Berita UtamaKolom

Globalisasi Dan Perang Asimetris: Dampaknya Terhadap Pembinaan Infanteri (Bagian I)

NUSANTARANEWS.CO – Globalisasi dengan segala implikasinya telah membawa dampak sangat luar biasa terhadap dinamika politik dan keamanan internasional saat ini. Salah satu dimensi menonjol dari globalisasi, yaitu fenomena kemajuan teknologi dan informasi yang bersifat mondial, saat ini terbukti memiliki dampak positif maupun negatif terhadap perkembangan dunia dan interaksi antarnegara.

Banyak dampak positif dari kemajuan di bidang teknologi, seperti dalam hal teknologi komunikasi dan informasi yang mendorong meningkatnya knowledge dan awareness setiap penduduk di dunia.

Globalisasi, secara umum menggambarkan proses perubahan pada masyarakat dan ekonomi dunia akibat meningkatnya arus perdagangan dan perubahan kultural secara dramatis yang didorong oleh kemajuan teknologi, yang membuat dunia seolah-olah menjadi mengecil sehingga menyebabkan manusia dapat berinteraksi lebih cepat, lebih murah, dan lebih mendalam dibandingkan sebelumnya (Friedman, 2002). Namun demikian, kemajuan teknologi juga telah menyebabkan permasalahan dan ancaman yang dihadapi suatu negara semakin kompleks.

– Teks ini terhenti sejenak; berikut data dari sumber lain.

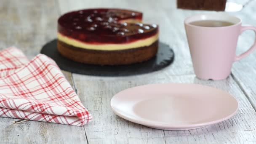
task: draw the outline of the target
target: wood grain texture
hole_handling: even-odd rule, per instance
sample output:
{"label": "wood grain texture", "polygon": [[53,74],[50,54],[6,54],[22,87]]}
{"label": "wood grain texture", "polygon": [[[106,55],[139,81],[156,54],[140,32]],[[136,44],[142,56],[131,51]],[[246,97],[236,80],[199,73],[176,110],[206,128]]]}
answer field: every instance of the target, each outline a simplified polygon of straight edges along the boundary
{"label": "wood grain texture", "polygon": [[[0,49],[12,45],[29,59],[56,37],[58,6],[52,0],[0,1]],[[63,71],[73,85],[71,74]],[[84,129],[44,122],[0,118],[0,143],[86,143]]]}

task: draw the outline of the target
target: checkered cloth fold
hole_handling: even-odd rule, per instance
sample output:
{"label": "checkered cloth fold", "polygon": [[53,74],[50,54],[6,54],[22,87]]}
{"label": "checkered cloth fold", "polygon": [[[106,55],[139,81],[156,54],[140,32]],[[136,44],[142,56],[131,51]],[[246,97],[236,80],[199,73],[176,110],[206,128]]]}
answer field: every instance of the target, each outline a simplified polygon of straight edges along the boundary
{"label": "checkered cloth fold", "polygon": [[52,59],[14,47],[0,51],[0,117],[79,126],[92,117]]}

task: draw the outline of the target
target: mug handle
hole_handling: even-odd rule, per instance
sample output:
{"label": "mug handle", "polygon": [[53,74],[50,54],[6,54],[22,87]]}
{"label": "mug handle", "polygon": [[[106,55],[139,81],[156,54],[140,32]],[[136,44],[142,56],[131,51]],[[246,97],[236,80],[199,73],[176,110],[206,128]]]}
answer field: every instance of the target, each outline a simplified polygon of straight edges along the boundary
{"label": "mug handle", "polygon": [[[240,34],[241,34],[242,33],[243,33],[243,32],[244,31],[245,31],[246,30],[249,30],[249,29],[253,30],[254,32],[255,33],[255,35],[256,36],[256,27],[253,27],[252,26],[242,26],[242,27],[241,27],[241,30],[240,30]],[[239,60],[246,57],[246,56],[248,56],[250,53],[251,53],[253,51],[253,50],[254,50],[254,49],[256,48],[256,37],[255,38],[255,40],[254,40],[254,43],[253,44],[253,45],[251,46],[251,48],[250,48],[249,49],[247,50],[247,51],[242,53],[239,56],[236,56],[235,57],[235,61],[237,61]]]}

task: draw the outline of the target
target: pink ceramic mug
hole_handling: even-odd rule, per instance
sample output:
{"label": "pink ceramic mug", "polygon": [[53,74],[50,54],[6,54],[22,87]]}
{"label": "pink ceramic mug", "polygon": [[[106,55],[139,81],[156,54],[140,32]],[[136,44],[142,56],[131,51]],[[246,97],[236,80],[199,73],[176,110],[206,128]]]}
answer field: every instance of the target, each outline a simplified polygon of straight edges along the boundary
{"label": "pink ceramic mug", "polygon": [[[202,20],[227,21],[231,25],[205,27],[190,23]],[[256,42],[240,56],[235,54],[238,36],[244,31],[251,29],[256,33],[256,28],[242,26],[237,17],[224,13],[199,14],[187,18],[185,28],[193,66],[197,77],[203,80],[220,80],[230,74],[233,62],[251,53],[256,48]]]}

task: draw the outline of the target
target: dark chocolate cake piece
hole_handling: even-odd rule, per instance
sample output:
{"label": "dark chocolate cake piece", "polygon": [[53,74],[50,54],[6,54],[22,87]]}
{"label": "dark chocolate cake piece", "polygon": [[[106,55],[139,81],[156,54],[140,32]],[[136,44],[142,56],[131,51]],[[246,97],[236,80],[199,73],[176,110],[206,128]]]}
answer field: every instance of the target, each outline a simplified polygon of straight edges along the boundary
{"label": "dark chocolate cake piece", "polygon": [[227,0],[177,0],[178,8],[224,11]]}

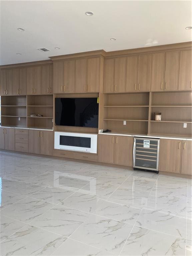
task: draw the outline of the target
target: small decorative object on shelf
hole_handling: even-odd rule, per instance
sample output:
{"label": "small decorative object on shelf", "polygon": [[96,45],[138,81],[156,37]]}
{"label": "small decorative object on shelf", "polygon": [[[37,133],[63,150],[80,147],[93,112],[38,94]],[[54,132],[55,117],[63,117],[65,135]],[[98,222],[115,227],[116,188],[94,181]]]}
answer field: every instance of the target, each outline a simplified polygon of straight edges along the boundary
{"label": "small decorative object on shelf", "polygon": [[155,112],[154,114],[154,119],[155,121],[160,121],[161,120],[161,113]]}

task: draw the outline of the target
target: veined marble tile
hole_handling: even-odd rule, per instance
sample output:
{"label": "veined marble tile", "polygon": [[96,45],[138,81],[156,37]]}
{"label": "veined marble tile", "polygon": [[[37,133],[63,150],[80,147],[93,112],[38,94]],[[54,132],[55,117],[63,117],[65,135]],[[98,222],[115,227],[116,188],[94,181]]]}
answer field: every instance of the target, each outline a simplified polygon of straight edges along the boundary
{"label": "veined marble tile", "polygon": [[96,196],[76,192],[60,205],[86,212],[92,213],[101,203]]}
{"label": "veined marble tile", "polygon": [[136,226],[185,239],[186,218],[168,212],[143,209]]}
{"label": "veined marble tile", "polygon": [[0,211],[24,198],[23,196],[0,189]]}
{"label": "veined marble tile", "polygon": [[118,255],[132,227],[129,224],[90,215],[70,238]]}
{"label": "veined marble tile", "polygon": [[[1,215],[0,216],[0,242],[15,233],[26,224]],[[0,244],[0,248],[1,245]]]}
{"label": "veined marble tile", "polygon": [[1,214],[28,223],[54,205],[34,198],[26,197],[2,210]]}
{"label": "veined marble tile", "polygon": [[85,213],[58,205],[36,218],[31,224],[68,237],[85,221],[87,216]]}
{"label": "veined marble tile", "polygon": [[110,256],[105,251],[68,238],[52,254],[55,256]]}
{"label": "veined marble tile", "polygon": [[125,188],[121,185],[109,197],[109,200],[126,205],[135,204],[144,206],[147,203],[150,193],[134,188]]}
{"label": "veined marble tile", "polygon": [[50,255],[67,239],[27,225],[0,244],[2,255]]}
{"label": "veined marble tile", "polygon": [[184,238],[135,226],[120,255],[184,256],[185,244]]}
{"label": "veined marble tile", "polygon": [[147,201],[147,206],[154,209],[162,210],[186,218],[187,198],[161,195],[158,191],[152,191]]}
{"label": "veined marble tile", "polygon": [[101,203],[93,212],[93,214],[131,225],[135,224],[141,211],[141,208],[105,200],[100,200]]}
{"label": "veined marble tile", "polygon": [[73,191],[57,188],[47,187],[30,195],[39,200],[57,204],[71,195]]}

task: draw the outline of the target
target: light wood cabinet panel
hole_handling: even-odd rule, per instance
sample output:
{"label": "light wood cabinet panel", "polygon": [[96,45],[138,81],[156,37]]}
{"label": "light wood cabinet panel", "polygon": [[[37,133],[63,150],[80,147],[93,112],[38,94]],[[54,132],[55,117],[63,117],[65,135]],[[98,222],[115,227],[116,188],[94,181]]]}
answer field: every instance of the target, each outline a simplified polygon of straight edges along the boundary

Dalam konteks pertahanan dan keamanan nasional, globalisasi dan kemajuan teknologi telah mendorong berkembangnya konsep keamanan yang lebih kompleks dan multidimensional, yang tidak hanya mencakup dimensi militer semata, melainkan juga dimensi yang bersifat non-militer. Karakteristik ancaman juga mengalami perluasan dengan munculnya ancaman non-tradisional yang bersumber dari segala aspek kehidupan mulai dari ideologi, sosial budaya, politik, ekonomi, lingkungan hidup dan lainnya, di samping tetap hadirnya ancaman tradisional.

Karakter perang yang berkembang saat ini juga mengalami perubahan, sebagaimana dapat dilihat dari mengemukanya konsep Revolution in Military Affairs (RMA), peperangan generasi keempat (fourth generation warfare), dari perang asimetris (asymmetric warfare), yang menjadi bagian integral dalam transformasi pertahanan di banyak negara, dan memengaruhi berbagai dimensi dalam kehidupan militer, mulai dari kelembagaan/organisasi, teknologi, doktrin dan penggunaan kekuatan.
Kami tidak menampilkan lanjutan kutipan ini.